Specifically, a receiving cavity may be formed between the PCB 131 and the reflection plate 130, and the receiving cavity may provide protection for the filter 135 and the rf connector 137. Moreover, the massize MIMO antenna 100 is more compact in structure due to the arrangement, and miniaturization of the massize MIMO antenna 100 is facilitated.
In the masive MIMO antenna 100, the calibration network 133, the filter 135 and the rf connector 137 are integrated on the PCB 131, so that the calibration module 130 has both signal calibration and filtering functions. Thus, the massize MIMO antenna 100 does not require external filters during use. Moreover, the calibration network 133, the filter 135 and the rf connector 137 are integrated through the PCB 131, so that the structure of the calibration module 130 is more compact. Therefore, the size of the masive MIMO antenna is more reduced, so that the communication base station is reduced in size. In addition, since the filter 135 and the calibration network 133 are designed integrally, the matching performance of the electrical parameters of the two cascade components can be considered sufficiently in the design. Thus, the electrical parameter matching performance can be optimized as much as possible, thereby achieving an optimal interconnect design for filter 135 performance and antenna performance.
The technical features of the embodiments described above may be arbitrarily combined, and for the sake of brevity, all possible combinations of the technical features in the embodiments described above are not described, but should be considered as being within the scope of the present specification as long as there is no contradiction between the combinations of the technical features.

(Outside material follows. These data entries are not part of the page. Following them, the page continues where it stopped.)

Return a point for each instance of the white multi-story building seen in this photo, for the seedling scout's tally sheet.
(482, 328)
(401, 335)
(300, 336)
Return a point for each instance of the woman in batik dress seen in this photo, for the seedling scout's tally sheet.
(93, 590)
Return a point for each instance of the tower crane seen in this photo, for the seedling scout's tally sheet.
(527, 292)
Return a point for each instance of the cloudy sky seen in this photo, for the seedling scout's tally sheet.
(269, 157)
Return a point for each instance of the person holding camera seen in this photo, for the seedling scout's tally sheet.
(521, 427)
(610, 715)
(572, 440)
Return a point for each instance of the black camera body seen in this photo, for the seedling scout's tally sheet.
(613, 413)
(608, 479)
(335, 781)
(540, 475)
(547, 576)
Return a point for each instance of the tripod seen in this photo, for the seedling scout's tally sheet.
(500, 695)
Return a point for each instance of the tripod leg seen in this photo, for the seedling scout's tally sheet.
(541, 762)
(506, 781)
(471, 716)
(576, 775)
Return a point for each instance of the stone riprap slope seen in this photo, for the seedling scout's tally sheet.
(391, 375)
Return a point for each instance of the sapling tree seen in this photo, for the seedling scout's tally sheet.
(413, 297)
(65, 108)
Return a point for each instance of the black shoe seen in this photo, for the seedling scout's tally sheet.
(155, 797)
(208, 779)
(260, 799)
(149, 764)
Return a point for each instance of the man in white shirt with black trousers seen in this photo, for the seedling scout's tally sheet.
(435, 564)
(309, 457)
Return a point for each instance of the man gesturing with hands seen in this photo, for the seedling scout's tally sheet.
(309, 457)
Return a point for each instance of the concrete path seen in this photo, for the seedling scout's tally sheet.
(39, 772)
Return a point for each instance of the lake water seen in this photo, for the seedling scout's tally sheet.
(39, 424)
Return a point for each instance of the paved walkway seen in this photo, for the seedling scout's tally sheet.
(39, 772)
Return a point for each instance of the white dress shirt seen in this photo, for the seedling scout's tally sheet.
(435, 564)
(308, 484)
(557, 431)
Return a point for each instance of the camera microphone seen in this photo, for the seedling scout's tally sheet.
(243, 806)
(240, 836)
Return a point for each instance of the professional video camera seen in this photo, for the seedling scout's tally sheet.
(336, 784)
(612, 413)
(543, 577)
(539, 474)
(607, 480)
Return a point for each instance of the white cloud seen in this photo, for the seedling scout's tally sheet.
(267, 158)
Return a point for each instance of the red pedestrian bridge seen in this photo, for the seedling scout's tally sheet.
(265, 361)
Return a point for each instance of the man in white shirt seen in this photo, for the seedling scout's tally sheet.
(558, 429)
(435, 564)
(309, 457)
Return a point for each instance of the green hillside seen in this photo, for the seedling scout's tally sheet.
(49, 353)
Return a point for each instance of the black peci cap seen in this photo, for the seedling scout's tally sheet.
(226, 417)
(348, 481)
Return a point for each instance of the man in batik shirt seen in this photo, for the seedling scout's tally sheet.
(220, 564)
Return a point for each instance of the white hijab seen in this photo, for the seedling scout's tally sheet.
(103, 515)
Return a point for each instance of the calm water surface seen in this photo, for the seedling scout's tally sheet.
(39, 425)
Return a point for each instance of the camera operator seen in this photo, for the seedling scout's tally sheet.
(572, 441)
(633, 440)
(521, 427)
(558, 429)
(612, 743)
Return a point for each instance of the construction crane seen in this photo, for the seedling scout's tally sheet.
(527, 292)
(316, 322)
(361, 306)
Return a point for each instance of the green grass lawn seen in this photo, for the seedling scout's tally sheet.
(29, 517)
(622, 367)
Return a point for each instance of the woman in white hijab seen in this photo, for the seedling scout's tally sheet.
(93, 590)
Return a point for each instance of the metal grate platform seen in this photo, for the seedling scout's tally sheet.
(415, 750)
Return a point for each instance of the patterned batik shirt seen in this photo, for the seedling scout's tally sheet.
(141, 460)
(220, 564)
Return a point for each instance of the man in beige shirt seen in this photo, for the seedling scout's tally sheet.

The above-mentioned embodiments only express several embodiments of the present invention, and the description thereof is more specific and detailed, but not construed as limiting the scope of the invention. It should be noted that, for a person skilled in the art, several variations and modifications can be made without departing from the inventive concept, which falls within the scope of the present invention. Therefore, the protection scope of the present patent shall be subject to the appended claims.